Regional economic development partners include Johnstown Downtown Development Association, Upstate Colorado, Northern Colorado Regional Economic Development Initiative, and Metro Denver Economic Development Corporation.

| Top Employers | Employment |
|---|---|
| Scheel's | 600 |
| Weld County School District, RE-5J | 371 |
| Northern Colorado Long Term Acute Care | 310 |
| FedEx Ground Packaging | 250 |
| Canyon Bakehouse | 250 |
| High Country Beverage | 245 |
| Swire Coca-Cola | 202 |

==Education==
Johnstown is served by two school districts.
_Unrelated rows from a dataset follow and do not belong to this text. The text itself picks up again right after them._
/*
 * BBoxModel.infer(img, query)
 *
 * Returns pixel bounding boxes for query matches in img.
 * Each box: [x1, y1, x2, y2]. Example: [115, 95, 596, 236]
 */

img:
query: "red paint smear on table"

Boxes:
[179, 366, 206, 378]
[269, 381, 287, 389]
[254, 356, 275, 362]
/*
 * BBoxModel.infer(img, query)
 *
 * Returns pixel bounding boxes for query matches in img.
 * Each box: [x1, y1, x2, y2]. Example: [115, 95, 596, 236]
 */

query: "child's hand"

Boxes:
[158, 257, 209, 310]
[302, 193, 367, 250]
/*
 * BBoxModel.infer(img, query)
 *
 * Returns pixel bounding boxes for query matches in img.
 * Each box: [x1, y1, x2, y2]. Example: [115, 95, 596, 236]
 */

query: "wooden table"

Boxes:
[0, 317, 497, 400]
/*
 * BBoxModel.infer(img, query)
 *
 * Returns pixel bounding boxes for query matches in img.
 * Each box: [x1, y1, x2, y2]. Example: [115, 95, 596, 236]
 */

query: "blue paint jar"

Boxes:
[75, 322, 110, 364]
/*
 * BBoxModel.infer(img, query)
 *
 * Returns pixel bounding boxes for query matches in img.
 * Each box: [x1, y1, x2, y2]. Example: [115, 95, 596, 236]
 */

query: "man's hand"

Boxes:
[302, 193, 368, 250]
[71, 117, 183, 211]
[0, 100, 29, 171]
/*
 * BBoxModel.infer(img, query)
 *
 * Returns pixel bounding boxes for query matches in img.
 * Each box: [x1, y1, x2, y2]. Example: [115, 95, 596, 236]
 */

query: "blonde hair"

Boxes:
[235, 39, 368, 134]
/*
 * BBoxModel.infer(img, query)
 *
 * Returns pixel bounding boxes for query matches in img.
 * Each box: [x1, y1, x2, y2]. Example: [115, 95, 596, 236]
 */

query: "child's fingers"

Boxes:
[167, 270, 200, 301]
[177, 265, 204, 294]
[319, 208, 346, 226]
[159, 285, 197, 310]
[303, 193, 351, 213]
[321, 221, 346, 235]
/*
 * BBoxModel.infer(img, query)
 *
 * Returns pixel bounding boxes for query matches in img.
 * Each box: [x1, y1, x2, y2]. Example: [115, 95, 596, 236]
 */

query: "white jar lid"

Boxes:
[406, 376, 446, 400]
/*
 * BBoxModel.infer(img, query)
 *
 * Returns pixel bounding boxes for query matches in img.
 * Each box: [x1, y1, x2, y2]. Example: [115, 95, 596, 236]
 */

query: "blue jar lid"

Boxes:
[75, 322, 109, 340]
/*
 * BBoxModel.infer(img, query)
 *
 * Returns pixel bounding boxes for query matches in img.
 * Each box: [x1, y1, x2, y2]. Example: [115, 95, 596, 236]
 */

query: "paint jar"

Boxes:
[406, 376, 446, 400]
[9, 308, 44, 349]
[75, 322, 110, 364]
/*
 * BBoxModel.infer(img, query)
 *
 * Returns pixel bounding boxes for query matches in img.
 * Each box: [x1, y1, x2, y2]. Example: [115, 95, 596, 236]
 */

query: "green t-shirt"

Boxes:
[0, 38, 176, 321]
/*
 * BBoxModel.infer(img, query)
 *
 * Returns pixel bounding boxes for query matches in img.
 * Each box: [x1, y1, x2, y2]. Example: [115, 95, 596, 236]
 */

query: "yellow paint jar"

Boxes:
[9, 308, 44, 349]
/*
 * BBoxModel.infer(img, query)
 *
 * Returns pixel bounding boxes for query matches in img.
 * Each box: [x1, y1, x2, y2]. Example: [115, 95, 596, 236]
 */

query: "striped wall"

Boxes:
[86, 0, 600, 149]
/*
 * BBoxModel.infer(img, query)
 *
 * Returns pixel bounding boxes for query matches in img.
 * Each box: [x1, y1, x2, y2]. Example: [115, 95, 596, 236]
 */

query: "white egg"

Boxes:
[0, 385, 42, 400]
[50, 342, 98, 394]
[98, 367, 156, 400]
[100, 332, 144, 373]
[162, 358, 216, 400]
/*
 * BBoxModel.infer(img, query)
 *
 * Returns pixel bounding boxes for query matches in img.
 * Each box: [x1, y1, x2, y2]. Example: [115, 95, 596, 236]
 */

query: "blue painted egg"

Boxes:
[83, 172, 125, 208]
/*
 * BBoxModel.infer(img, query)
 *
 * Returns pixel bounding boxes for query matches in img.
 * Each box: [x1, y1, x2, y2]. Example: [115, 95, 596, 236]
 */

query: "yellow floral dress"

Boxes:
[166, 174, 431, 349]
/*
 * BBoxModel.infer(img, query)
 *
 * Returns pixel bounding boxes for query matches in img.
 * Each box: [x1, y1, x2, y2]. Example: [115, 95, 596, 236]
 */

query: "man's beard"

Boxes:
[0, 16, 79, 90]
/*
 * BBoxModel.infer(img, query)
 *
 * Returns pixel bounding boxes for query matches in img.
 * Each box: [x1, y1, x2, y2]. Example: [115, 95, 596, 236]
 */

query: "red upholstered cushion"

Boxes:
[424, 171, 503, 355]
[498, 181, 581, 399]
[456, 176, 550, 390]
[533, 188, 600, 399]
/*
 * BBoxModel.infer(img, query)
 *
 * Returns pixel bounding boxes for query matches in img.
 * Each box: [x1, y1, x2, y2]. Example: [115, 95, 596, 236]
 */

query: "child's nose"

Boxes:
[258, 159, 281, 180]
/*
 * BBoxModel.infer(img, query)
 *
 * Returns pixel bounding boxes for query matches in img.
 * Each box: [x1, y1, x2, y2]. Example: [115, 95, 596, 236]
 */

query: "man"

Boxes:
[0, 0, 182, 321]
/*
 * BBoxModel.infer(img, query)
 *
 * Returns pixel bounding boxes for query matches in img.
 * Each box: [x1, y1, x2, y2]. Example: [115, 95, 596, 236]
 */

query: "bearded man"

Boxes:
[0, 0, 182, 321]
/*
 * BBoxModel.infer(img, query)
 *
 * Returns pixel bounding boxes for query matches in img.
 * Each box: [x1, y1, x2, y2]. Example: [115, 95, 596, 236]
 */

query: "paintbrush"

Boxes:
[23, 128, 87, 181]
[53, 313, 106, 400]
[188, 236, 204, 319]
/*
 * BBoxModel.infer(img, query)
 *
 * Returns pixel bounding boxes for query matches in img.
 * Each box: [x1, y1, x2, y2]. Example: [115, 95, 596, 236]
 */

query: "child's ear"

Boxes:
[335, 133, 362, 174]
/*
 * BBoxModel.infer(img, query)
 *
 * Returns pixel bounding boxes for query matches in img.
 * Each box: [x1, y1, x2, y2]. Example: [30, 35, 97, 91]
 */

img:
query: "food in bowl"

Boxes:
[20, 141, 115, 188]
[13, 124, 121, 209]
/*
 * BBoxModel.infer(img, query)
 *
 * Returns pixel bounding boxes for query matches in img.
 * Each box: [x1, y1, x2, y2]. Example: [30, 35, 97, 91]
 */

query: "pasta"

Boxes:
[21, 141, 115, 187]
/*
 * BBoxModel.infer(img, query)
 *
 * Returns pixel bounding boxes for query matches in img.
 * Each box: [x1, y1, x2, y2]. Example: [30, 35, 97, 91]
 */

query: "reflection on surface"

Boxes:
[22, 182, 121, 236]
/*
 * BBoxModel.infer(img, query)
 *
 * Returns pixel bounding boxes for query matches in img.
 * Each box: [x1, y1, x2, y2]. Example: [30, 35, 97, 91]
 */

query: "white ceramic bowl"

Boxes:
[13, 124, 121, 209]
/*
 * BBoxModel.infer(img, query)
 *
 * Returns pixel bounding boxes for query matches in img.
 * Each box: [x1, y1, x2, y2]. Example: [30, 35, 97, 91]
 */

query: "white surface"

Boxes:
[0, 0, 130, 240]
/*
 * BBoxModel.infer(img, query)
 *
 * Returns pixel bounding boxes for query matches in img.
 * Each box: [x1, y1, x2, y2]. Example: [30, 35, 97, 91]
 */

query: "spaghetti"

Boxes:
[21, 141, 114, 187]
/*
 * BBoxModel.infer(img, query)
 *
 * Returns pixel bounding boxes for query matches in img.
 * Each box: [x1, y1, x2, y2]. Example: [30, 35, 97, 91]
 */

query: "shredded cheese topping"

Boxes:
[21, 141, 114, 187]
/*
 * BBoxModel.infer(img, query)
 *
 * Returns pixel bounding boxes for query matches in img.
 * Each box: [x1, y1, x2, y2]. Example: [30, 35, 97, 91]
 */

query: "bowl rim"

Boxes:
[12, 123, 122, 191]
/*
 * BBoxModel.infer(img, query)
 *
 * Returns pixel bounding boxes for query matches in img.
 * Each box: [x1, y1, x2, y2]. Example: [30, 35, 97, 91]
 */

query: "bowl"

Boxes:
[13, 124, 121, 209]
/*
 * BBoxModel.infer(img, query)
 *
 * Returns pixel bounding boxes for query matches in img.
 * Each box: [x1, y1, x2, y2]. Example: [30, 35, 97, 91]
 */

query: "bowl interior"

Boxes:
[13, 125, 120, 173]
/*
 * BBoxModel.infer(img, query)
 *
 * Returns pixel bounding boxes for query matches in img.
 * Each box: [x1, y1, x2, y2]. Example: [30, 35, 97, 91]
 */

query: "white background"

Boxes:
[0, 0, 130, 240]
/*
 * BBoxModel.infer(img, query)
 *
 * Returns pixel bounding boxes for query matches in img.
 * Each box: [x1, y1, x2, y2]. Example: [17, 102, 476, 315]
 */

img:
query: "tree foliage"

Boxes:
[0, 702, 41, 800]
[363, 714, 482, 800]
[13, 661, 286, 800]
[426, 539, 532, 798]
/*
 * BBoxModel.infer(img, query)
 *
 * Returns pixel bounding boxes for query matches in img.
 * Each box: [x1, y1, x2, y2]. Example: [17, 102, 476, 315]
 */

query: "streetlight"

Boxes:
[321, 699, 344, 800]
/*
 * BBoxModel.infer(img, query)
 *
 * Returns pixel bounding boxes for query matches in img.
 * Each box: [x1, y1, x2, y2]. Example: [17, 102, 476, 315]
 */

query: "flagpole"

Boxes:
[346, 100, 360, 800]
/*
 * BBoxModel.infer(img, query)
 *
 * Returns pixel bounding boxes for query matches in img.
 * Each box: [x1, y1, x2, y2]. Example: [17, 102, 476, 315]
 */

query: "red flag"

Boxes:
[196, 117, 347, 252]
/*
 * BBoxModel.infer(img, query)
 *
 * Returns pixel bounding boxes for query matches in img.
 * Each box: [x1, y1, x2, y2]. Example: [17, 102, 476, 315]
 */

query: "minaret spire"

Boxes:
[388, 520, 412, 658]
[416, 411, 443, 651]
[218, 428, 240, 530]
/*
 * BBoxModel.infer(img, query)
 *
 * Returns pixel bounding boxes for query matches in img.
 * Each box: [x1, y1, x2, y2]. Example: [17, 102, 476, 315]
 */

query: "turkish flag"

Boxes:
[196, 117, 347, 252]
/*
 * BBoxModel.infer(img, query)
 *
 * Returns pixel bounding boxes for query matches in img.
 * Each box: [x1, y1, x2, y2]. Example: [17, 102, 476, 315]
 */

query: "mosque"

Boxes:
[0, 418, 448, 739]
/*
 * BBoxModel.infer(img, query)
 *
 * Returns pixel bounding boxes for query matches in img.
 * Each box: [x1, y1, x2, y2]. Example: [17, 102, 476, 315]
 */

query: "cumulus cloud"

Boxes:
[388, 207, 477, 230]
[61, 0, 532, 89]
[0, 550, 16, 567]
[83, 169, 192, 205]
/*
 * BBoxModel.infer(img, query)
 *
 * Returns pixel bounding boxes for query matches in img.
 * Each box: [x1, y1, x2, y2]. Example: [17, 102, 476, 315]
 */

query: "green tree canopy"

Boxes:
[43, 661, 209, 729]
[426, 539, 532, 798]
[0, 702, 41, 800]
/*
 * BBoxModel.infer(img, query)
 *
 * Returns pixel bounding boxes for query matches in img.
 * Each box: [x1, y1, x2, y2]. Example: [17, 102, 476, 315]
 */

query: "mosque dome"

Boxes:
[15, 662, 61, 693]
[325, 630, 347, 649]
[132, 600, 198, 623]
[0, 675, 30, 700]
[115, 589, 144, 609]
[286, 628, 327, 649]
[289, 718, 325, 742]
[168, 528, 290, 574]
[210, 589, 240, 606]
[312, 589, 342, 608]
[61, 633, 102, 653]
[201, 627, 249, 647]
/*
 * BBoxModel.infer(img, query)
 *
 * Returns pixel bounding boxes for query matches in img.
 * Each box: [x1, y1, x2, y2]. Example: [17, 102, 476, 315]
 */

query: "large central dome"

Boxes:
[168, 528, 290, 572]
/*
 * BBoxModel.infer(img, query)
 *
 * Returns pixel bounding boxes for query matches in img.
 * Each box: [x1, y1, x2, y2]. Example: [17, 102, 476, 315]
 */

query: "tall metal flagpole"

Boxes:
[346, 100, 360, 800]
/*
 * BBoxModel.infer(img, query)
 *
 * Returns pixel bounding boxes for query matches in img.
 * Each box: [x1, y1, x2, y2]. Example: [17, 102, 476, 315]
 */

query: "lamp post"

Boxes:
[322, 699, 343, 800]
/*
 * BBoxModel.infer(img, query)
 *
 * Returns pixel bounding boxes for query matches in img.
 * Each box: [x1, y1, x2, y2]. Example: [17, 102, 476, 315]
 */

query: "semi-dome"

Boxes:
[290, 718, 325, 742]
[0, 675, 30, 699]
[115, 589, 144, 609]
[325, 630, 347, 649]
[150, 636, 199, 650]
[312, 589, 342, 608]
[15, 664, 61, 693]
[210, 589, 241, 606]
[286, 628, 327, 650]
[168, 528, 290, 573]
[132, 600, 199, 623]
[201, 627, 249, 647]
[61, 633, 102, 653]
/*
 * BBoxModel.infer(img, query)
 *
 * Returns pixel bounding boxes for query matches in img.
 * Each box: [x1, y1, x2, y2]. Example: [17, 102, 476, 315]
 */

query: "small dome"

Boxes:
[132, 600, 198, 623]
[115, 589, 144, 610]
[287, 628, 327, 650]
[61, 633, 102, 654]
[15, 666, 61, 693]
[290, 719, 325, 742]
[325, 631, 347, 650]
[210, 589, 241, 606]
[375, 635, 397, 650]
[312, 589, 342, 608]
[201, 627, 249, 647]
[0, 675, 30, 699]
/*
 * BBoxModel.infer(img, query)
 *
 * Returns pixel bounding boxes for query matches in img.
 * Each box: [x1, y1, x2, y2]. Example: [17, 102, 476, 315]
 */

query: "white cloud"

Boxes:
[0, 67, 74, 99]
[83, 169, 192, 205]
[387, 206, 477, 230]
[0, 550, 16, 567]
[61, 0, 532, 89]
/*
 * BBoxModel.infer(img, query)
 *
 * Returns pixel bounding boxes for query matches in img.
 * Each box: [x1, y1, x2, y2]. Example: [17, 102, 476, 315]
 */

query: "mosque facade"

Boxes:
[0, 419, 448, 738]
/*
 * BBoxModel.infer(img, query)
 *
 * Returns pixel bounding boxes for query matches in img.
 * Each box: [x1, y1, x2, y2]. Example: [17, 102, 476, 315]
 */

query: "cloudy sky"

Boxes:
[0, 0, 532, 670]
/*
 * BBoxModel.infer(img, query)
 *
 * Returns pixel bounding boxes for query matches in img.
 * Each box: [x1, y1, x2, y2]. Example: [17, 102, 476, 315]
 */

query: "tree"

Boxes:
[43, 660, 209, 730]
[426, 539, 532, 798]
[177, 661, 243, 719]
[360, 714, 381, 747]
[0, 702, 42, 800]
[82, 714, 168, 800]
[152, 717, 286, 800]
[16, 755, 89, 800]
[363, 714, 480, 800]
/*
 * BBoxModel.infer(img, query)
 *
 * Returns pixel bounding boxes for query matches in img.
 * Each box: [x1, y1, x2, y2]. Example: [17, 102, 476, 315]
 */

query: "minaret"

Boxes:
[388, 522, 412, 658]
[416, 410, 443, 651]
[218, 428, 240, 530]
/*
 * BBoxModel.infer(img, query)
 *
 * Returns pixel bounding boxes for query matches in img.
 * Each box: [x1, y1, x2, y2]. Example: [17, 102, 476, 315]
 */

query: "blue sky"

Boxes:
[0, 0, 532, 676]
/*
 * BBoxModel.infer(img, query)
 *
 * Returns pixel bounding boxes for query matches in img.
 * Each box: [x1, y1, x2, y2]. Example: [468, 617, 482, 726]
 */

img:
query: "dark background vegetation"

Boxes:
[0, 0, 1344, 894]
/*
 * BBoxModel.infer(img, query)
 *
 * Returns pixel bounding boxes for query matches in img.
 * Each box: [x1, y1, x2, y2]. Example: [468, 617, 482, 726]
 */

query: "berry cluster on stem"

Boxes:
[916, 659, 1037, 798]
The majority of residents fall within Weld County School District RE-5J, though the northwest section of the town falls within Thompson R2-J School District.

===Johnstown===
- Letford Elementary School (closed)
- Elwell Elementary School
- Pioneer Ridge Elementary School
- Roosevelt Middle School
- Roosevelt High School (moved)
- Riverview PK-8 School

===Milliken===
- Knowledge Quest Academy
- Milliken Middle School (moved)
- Milliken Elementary School (Split by Pre-k To 2nd)
- Milliken Intermediate School (3rd-5th)

==Notable persons==
- Reed Doughty (NFL player – Washington Commanders). Doughty was raised in Johnstown.